Altogether our study leads to a model in which the expansion of the NHR family, TFs that have the capacity to act as fast molecular sensors, is combined with a modular network organization to enable rapid and robust responses to various environmental cues.
Gene regulatory networks (GRNs) provide insights into the mechanisms of differential gene expression at a systems level. GRNs that relate to metazoan development have been studied extensively. However, little is still known about the design principles, organization and functionality of GRNs that control physiological processes such as metabolism, homeostasis and responses to environmental cues. In this study, we report the first experimentally mapped metazoan GRN of Caenorhabditis elegans metabolic genes.

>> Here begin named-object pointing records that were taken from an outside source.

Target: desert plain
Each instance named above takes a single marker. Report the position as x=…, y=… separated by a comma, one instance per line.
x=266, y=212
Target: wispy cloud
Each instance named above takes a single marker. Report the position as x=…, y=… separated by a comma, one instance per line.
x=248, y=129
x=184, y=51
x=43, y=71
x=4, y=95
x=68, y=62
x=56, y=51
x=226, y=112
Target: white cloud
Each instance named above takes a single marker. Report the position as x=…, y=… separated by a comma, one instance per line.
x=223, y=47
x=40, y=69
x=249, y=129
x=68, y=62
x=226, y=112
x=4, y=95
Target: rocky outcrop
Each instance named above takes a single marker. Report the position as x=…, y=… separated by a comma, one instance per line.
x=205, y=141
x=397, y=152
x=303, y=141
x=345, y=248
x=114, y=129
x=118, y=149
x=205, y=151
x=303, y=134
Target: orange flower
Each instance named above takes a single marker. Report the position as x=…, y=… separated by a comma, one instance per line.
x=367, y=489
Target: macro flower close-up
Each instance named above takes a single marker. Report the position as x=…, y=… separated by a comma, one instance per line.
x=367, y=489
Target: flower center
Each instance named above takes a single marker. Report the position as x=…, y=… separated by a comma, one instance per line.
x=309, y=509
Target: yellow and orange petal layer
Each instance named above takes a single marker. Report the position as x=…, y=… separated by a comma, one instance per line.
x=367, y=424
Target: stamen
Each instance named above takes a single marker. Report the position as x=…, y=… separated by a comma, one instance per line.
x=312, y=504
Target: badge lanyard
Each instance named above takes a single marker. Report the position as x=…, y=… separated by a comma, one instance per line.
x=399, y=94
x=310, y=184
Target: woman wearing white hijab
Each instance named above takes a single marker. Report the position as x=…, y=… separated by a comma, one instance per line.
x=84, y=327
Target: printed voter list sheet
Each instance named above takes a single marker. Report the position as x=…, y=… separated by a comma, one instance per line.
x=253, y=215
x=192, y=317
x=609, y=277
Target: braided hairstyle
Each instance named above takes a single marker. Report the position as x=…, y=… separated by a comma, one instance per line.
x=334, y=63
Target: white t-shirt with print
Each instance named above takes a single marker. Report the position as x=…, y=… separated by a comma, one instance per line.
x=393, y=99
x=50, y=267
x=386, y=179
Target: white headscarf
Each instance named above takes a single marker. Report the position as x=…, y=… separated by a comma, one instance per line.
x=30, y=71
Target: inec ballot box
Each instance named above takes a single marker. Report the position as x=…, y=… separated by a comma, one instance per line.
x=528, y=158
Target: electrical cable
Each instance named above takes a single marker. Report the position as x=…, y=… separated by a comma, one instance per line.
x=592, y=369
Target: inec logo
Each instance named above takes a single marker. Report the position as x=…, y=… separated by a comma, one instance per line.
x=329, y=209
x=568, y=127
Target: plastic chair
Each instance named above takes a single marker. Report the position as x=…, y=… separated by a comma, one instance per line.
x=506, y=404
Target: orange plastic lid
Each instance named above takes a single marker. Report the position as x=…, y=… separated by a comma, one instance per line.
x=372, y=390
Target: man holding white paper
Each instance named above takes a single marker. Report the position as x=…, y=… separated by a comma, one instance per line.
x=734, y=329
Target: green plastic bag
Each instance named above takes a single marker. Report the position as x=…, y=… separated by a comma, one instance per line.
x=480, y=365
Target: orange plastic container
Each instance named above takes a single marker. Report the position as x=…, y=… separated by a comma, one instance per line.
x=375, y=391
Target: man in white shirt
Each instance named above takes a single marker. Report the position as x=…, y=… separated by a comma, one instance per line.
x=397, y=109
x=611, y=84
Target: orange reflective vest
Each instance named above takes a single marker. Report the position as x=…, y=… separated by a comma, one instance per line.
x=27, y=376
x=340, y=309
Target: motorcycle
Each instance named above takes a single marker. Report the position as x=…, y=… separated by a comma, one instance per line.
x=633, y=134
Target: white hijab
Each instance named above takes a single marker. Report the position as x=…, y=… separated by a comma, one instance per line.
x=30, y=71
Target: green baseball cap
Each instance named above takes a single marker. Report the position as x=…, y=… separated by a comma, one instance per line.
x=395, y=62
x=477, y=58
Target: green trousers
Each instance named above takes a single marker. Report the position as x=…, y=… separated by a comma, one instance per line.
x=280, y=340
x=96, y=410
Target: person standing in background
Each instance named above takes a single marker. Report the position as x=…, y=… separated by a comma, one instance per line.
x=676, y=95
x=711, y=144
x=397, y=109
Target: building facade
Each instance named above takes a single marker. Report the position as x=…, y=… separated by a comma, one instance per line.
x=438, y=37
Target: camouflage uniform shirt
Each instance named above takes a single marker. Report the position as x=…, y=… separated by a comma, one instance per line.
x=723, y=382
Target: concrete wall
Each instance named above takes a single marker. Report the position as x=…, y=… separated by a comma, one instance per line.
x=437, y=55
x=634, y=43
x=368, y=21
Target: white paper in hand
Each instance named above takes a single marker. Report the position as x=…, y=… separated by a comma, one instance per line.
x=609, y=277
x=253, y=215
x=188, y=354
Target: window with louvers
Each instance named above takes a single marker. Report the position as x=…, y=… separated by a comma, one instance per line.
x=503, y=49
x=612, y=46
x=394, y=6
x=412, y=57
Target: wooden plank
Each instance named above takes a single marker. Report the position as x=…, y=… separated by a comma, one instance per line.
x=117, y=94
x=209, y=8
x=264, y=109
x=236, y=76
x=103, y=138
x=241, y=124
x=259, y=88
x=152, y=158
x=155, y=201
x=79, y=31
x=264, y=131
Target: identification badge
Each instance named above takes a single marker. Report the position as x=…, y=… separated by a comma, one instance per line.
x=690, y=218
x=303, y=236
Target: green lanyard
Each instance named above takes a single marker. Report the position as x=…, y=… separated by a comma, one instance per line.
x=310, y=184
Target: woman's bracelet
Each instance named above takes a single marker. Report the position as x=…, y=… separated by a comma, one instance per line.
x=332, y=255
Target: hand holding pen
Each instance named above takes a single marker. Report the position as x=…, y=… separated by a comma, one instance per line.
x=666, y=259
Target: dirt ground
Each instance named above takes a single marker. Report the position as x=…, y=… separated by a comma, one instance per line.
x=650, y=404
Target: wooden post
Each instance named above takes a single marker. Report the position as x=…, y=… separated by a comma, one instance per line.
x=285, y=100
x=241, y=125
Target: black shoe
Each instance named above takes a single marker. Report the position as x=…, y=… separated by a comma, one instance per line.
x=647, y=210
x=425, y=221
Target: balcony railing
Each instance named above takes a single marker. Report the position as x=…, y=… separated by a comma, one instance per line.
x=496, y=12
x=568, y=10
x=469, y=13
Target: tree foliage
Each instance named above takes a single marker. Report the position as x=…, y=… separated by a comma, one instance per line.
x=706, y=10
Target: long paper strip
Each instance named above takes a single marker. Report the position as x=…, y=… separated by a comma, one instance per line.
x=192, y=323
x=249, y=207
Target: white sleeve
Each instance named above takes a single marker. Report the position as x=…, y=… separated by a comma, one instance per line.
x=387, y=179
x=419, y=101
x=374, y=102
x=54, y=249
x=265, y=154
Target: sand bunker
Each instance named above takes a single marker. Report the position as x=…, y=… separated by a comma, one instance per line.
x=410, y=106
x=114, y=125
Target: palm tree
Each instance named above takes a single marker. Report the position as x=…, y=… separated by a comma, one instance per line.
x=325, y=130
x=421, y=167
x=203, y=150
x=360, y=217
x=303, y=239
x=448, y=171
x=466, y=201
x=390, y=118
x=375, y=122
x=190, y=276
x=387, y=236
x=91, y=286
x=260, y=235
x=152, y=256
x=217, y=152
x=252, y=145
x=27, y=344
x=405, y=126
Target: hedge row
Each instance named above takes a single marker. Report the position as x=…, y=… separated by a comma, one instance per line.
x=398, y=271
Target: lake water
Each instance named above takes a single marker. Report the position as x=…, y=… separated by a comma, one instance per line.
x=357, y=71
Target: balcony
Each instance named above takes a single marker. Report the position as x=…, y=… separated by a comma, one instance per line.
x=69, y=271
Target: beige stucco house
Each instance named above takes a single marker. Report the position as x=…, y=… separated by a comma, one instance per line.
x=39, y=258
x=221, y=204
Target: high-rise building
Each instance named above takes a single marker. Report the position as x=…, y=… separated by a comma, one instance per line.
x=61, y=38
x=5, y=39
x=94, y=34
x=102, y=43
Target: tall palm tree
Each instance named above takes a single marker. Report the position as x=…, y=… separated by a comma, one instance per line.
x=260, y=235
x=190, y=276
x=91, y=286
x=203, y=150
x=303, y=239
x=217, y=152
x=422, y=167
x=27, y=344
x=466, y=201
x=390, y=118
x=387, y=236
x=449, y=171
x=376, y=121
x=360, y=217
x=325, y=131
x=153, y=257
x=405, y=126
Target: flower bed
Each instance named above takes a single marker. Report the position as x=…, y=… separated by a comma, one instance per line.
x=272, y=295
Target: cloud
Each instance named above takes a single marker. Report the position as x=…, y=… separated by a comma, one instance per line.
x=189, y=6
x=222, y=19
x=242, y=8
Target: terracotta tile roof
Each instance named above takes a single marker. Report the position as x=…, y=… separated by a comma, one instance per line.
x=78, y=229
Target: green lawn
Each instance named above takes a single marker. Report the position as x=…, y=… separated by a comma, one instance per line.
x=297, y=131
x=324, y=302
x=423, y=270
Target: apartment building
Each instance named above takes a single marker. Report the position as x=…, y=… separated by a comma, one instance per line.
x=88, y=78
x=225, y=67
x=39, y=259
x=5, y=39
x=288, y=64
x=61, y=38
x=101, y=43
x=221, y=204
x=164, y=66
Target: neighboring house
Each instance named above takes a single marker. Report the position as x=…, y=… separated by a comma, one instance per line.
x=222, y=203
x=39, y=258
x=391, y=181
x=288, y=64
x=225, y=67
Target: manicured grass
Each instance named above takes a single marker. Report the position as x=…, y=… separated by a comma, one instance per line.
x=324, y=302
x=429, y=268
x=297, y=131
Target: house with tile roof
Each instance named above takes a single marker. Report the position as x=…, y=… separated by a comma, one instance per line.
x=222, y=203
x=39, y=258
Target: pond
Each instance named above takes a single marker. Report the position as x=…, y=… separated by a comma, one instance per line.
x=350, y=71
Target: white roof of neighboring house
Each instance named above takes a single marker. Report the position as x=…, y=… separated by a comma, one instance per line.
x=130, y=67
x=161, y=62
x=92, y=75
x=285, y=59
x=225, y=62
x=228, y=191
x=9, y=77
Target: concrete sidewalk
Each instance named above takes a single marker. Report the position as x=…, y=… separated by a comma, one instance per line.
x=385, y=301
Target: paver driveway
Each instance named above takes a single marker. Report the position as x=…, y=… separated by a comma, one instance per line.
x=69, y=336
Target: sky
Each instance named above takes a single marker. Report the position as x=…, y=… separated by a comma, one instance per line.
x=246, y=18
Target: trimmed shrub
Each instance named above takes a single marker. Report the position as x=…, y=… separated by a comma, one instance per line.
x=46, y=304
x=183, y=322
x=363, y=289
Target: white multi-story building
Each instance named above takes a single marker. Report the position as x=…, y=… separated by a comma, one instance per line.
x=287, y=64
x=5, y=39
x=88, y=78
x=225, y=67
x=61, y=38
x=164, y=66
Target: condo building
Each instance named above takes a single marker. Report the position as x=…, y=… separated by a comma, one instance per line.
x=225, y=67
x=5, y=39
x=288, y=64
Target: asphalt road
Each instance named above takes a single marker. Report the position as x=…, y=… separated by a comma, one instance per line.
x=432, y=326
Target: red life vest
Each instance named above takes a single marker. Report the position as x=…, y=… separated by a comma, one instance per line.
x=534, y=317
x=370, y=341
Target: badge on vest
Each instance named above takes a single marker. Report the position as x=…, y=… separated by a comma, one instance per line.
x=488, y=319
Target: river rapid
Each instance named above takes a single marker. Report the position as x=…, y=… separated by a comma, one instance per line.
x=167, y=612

This network is enriched for nuclear hormone receptors (NHRs). The NHR family has greatly expanded in nematodes: humans have 48 NHRs, but C. elegans has 284, most of which are uncharacterized. We find that the C. elegans metabolic GRN is highly modular and that two GRN modules predominantly consist of NHRs. Network modularity has been proposed to facilitate a rapid response to different cues. As NHRs are metabolic sensors that are poised to respond to ligands, this suggests that C. elegans GRNs evolved to enable rapid and adaptive responses to different cues by a concurrence of NHR family expansion and modular GRN wiring.